The negotiations between mortgage servicers and state and federal officials are a distracting sideshow to the serious debate we should be having about how to solve the nation's chronic housing problems.
The sad fact is millions of people have mortgages they can't afford, no matter how much their monthly payment is reduced. It may sound harsh but the national interest is not served by policymakers coming up with yet another bad idea for how to keep those people in their homes.
"Everyone keeps coming up with these magic bullets, some scheme that is going to prevent 1 million foreclosures at little or no cost to anyone," says Paul Willen, a senior economist and policy adviser in the Federal Reserve Bank of Boston's research department. "But there is no cheap, easy way to fix this."
Policymakers don't want to admit that. Most government officials have adopted a wait-and-hope approach, and those who do talk about housing make earnest statements about keeping hardworking people in their homes. That's a worthy goal, for sure, but it's ignoring reality. From 2007 to 2010 there were 8.6 million foreclosures. Another 2 million foreclosures are in the works now, according to William R. Emmons, an assistant vice president and economist at the Federal Reserve Bank of St. Louis, and another 4 million mortgages are so underwater that they are headed toward foreclosure.
But rather than own up to that, the federal government is, once again, standing by while the states step in.

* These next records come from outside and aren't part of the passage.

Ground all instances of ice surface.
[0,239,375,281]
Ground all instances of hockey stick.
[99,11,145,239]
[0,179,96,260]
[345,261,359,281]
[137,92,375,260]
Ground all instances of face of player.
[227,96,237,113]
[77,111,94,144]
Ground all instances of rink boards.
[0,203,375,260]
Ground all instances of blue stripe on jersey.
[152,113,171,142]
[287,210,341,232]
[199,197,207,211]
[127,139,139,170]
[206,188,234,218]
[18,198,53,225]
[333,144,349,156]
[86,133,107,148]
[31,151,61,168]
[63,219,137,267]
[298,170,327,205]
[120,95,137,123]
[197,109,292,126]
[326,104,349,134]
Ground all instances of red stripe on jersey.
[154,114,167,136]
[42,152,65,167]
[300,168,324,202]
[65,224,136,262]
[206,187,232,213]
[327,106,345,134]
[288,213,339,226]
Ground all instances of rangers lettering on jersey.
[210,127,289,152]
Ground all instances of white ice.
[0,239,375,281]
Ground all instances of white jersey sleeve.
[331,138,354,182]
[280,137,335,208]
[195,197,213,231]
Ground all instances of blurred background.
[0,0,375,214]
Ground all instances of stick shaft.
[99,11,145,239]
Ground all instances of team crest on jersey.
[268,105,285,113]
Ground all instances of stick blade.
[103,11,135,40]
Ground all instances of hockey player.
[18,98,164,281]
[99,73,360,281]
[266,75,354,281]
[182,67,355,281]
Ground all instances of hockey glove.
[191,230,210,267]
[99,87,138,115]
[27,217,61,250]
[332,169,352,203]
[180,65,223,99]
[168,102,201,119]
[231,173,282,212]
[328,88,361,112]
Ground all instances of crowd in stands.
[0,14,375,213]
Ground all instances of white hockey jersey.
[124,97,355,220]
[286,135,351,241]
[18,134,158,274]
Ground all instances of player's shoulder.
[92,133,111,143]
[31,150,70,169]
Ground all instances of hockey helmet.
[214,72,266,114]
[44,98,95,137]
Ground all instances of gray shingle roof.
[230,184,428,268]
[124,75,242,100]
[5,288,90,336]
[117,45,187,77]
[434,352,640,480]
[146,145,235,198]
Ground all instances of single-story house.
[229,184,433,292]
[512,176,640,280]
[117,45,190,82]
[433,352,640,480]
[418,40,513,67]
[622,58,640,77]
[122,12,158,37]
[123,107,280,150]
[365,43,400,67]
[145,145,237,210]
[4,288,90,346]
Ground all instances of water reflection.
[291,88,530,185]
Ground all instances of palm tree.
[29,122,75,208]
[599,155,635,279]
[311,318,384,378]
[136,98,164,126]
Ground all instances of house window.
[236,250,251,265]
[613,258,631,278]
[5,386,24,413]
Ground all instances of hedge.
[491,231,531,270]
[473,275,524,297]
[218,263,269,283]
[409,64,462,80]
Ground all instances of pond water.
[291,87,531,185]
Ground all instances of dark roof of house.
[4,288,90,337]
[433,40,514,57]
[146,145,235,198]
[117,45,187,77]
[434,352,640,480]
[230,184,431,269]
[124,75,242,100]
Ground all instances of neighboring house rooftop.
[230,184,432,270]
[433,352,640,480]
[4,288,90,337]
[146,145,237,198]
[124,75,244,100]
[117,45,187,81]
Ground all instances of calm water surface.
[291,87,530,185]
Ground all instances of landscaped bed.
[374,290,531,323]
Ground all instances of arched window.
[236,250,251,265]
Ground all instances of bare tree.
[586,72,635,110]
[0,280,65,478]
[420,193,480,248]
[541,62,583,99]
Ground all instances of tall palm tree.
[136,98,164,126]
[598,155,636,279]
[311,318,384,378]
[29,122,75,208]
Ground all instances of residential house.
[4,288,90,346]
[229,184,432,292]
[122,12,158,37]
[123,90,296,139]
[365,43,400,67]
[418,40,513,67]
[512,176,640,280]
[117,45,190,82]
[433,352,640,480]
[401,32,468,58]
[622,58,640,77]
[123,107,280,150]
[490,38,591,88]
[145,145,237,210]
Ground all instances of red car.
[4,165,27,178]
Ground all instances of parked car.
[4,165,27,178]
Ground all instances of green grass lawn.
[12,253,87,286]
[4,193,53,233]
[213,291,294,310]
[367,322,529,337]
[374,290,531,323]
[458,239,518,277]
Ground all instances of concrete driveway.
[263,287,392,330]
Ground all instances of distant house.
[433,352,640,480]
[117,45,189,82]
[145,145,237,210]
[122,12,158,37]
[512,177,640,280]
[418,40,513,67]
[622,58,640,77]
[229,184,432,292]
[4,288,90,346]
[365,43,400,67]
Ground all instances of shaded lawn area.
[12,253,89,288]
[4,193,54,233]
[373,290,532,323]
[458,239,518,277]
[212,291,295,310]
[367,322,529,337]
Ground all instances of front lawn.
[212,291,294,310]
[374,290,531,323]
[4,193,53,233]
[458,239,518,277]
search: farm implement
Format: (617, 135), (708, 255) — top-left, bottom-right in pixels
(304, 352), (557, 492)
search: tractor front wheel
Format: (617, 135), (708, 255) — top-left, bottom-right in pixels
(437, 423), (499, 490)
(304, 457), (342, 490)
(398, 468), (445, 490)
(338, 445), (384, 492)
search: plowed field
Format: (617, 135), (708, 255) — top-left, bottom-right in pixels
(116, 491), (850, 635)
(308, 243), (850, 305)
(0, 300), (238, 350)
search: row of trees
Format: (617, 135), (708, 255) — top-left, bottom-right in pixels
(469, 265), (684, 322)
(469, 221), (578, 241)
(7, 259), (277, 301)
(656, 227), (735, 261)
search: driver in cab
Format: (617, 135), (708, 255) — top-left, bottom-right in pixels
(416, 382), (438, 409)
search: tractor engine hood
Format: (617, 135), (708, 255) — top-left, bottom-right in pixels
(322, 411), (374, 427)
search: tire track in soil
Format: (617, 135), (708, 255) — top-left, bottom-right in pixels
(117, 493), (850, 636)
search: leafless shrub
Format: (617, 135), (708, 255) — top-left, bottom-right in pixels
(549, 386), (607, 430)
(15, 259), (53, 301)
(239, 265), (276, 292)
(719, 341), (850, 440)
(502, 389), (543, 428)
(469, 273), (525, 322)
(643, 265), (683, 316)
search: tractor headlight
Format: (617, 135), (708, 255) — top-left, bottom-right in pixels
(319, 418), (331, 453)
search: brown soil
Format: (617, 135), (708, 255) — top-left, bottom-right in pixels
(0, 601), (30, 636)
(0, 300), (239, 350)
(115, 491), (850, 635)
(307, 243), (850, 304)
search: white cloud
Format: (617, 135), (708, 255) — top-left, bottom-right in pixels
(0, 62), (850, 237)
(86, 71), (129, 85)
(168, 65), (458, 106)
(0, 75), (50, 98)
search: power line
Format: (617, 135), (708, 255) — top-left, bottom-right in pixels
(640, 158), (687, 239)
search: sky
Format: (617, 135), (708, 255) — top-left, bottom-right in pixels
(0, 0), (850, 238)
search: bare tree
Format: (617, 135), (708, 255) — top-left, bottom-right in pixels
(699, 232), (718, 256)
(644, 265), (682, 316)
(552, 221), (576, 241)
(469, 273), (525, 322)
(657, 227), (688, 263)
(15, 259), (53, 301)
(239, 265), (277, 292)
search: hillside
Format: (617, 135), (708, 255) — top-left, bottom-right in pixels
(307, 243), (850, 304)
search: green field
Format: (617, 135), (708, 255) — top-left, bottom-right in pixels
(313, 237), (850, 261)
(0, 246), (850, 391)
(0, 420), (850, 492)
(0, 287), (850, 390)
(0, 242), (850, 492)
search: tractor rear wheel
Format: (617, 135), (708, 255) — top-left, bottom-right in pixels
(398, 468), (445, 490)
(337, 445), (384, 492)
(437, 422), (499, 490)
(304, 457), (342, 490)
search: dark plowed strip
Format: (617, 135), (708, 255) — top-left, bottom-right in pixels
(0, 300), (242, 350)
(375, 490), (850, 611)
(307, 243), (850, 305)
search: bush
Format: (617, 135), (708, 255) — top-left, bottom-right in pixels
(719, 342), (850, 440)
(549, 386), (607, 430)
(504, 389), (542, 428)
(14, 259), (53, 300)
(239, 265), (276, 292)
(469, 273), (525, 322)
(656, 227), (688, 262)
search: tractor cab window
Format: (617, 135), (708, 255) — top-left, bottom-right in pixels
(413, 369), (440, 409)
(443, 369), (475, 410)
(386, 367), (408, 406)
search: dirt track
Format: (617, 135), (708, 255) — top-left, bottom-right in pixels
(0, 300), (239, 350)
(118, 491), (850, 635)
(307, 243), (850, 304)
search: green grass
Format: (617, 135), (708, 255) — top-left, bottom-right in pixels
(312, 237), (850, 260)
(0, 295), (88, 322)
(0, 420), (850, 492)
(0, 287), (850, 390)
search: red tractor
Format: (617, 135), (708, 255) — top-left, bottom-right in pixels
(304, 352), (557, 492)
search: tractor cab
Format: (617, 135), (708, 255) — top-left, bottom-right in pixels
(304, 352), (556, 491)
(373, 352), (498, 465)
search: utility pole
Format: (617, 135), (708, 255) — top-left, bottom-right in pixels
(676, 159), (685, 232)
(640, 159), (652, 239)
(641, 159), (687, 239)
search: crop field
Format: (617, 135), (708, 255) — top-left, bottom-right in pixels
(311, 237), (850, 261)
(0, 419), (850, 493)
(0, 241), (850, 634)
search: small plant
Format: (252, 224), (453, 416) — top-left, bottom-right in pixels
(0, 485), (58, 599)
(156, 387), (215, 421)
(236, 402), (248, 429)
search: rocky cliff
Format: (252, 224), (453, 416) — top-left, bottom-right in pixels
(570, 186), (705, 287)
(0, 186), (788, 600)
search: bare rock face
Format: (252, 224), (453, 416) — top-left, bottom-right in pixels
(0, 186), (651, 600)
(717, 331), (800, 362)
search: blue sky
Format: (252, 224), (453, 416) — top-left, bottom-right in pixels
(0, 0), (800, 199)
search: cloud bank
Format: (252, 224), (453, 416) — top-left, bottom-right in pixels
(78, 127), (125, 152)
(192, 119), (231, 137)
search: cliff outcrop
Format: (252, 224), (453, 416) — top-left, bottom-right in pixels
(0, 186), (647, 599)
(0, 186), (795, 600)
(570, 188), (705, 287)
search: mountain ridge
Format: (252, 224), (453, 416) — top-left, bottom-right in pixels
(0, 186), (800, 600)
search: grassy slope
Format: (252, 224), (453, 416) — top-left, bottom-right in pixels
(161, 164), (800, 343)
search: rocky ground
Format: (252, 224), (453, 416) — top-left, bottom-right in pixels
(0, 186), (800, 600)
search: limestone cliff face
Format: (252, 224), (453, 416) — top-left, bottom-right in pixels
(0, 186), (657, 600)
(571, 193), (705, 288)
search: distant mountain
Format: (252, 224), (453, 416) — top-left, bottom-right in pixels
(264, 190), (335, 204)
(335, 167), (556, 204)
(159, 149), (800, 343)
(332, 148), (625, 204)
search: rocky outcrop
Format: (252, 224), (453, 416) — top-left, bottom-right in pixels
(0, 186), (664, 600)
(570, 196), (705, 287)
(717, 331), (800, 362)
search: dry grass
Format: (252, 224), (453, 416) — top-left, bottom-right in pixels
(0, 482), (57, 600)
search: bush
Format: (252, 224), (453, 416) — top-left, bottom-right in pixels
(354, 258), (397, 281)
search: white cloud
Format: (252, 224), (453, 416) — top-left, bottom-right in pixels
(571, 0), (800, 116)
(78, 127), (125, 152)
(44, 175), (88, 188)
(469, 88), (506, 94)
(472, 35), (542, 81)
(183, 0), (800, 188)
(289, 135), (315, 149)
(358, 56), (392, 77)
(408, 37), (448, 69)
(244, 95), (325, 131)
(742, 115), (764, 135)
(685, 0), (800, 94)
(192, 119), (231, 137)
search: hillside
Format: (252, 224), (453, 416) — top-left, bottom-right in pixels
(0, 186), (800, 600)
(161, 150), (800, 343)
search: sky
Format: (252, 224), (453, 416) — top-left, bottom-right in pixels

Innovation at the state level would be nice, and that's exactly what the billions pledged to the Hardest Hit funds more than a year ago were supposed to accomplish. But the state AG settlement has hijacked center stage, commanding more than its fair share of everyone's attention.
The AGs started out with an admirable goal: establish mortgage servicing standards so we never have another mess like this. But then they pivoted to the more controversial idea of reducing borrower's principal. Rather than being a silver-bullet solution, principal reductions have derailed the settlement. Lenders balked because they consider principal reductions an invitation to anyone who has ever considered walking on their mortgage to grab their running shoes. It doesn't matter which side is right.
Say the servicers agreed to cough up the $20 billion that's been suggested, and say that leads to $20,000 being written off the mortgages held by 1 million people. That would hardly make a dent in the problem.
A hodepodge of loan modificantion programs have't worked either. The government's wait-and-hope strategy hinges on an upswing in home prices, which is not happening.
The Obama administration is going to have to bite some political bullets. Borrowers who don't deserve help are going to get it. Speculators will cash in. Lenders with lousy underwriting may avoid some losses. Servicers with lax controls may be left off some hooks. Taxpayers will get stuck with some of the bill.
It won't be politically popular, but the alternative is another decade or more of a real estate market strangled by foreclosures.